The Writers’ Museum, in Edinburgh’s Old Town, just off the Royal Mile, is a wonderful museum that is dedicated to celebrating the lives and works of the Scottish greats – Robert Burns, Sir Walter Scott and Robert Louis Stevenson. This year’s Magic Festival uses the museum as a venue and a backdrop for the performances of John Henry Blackwood, Lewis Barlow, and Michael Neto.
John Blackwood begins by discussing Burns, the “heaven-taught ploughman” and talking about how each of our lives has its own story. Each story has events that we share and events that we keep to ourselves, our secrets. And these secrets become the backdrop for Blackwood’s performance which includes card tricks and some sleight of hand. Barlow talks a little bit about the life of Scott but themes his performance on how a world-class dealer “deals” his cards. His technique is very good, and elicited quite a few gasps from the audience.

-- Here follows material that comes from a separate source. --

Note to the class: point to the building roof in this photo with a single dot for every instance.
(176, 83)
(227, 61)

Finally, Neto (a.k.a Albert) slips effortlessly into his Mr. Hyde-esque “mad scientist” persona to play around with experiments of electricity, followed by some card tricks with a very eclectic deck.
Each magician performs in the corresponding author’s room, surrounded by their memorabilia. Rooms are very cosy and standing-room only. Each room also has classical music playing in the background, which definitely lends itself well to the air of mystery and intrigue. A couple of things to note, however. Even though the programme advertises 75 mins, the opening night only lasted for about 60 minutes, including introduction. Also, not all of the narratives were aligned closely to the authors. At some points, the narrative was forced and not tied to the performance itself.
Even so, this is a great way to spend an evening and it will be enjoyed by an audience of all ages. As always with magic shows, audience participation is vital. So be prepared to turn into the magician’s apprentice in turns and immerse yourself in an evening of wonder at a gorgeous venue.